Summary course notes are provided in pdf format. Screencast videos (available were possible) of lecture material will be made available in conjunction with outline notes (when used in conjunction with relevant papers/texts/associated material referenced in class) to help guide the student through the core material in a systematic way. Notes and associated material are copyright, and as such reuse or redistribution of this material (partial or otherwise) is strictly prohibited. Redistribution of username/password access to this material to non-registered students is also prohibited. All user access is logged for analytical and verification purposes.

An introductory Level 8 module ee455/ee453: Image Processing and Analysis (with Project) in this area. Please refer to the indicative syllabus for an outline of some of the topics covered.

Professor Paul Whelan

course material

NOTE: EE544 CA resit is now available on the module shared drive.

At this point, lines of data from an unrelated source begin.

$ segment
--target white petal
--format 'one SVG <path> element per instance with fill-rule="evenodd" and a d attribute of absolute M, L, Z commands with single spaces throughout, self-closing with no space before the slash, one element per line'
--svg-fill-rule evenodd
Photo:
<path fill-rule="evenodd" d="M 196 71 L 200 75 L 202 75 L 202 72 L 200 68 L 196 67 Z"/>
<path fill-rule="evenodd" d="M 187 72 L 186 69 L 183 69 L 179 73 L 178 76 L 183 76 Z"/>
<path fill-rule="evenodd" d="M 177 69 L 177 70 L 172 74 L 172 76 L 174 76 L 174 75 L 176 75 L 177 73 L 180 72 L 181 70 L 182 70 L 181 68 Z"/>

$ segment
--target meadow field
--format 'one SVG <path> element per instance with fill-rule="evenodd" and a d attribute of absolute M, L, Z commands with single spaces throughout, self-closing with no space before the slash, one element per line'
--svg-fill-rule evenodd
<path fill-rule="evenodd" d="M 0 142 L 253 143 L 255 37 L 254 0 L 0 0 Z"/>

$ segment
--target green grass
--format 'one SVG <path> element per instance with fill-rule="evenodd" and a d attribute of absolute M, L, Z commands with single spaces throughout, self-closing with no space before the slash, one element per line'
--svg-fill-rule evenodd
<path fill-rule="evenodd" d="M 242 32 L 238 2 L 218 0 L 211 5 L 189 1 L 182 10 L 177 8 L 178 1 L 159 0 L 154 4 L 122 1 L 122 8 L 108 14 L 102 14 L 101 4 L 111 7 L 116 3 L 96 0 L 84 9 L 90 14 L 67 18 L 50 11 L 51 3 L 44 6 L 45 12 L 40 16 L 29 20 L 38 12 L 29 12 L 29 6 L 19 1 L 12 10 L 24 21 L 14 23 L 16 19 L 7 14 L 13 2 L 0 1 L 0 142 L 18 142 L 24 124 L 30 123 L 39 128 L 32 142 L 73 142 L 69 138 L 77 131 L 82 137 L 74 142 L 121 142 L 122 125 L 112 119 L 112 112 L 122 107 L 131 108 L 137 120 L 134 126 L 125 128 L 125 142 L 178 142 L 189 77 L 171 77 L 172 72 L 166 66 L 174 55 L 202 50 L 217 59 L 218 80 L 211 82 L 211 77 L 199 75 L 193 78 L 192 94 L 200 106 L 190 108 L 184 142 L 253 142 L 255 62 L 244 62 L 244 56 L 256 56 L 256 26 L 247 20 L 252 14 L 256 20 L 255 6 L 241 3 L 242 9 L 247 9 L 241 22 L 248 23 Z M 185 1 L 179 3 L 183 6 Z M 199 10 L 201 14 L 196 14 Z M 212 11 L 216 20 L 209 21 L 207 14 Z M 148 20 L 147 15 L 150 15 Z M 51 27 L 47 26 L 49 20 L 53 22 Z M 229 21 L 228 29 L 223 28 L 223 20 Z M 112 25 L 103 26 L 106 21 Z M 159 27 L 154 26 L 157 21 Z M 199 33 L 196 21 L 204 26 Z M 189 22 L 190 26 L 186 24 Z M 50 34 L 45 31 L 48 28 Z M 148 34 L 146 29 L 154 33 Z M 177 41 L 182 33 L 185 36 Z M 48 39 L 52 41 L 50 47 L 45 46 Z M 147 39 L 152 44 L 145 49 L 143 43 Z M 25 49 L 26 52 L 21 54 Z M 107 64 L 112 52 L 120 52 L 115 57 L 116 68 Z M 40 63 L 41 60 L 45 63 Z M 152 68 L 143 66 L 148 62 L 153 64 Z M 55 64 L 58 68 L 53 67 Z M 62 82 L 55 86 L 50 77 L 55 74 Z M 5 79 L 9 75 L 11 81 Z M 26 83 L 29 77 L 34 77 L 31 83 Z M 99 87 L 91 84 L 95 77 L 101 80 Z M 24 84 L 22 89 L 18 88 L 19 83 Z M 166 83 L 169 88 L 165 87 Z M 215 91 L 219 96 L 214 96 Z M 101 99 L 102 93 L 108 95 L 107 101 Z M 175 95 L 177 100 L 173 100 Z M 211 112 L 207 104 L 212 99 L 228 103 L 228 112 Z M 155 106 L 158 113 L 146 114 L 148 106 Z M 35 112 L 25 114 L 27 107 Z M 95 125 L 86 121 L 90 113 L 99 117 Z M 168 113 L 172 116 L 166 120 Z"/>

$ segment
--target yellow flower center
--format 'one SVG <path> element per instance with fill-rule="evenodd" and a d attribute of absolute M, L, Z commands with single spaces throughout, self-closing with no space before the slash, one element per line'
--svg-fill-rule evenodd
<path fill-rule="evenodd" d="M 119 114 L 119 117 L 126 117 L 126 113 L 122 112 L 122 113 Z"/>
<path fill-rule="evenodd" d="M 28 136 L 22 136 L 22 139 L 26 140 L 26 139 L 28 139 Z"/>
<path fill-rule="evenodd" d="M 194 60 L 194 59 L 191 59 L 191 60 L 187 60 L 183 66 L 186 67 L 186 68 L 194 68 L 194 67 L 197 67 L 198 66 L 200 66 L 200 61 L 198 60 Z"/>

All course material will be available via a shared drive. This will include assignment material, course notes (pdf), screencasts (mp4), past exam papers, support manuals and a codebook of examples related to the taught material. Shared drive access is limited to registered students.

All coursework work is to be submitted via Loop. Due Week 11 (see Loop for details)

All coursework equates to approximately 60 hours of student effort as per pro forma. All submitted work is subject to selective interview / demonstrations.

Please refer to the Module Protocol in the shared drive.

support manuals

Paul F Whelan (2017), "Image Processing & Analysis Support Manual". This document is for internal use only and is not to be distributed. Printing and/or distribution (electronic or otherwise) of this document is strictly prohibited.

Paul F Whelan (2017), "Introduction to Deep Learning". This document is for internal use only and is not to be distributed. Printing and/or distribution (electronic or otherwise) of this document is strictly prohibited.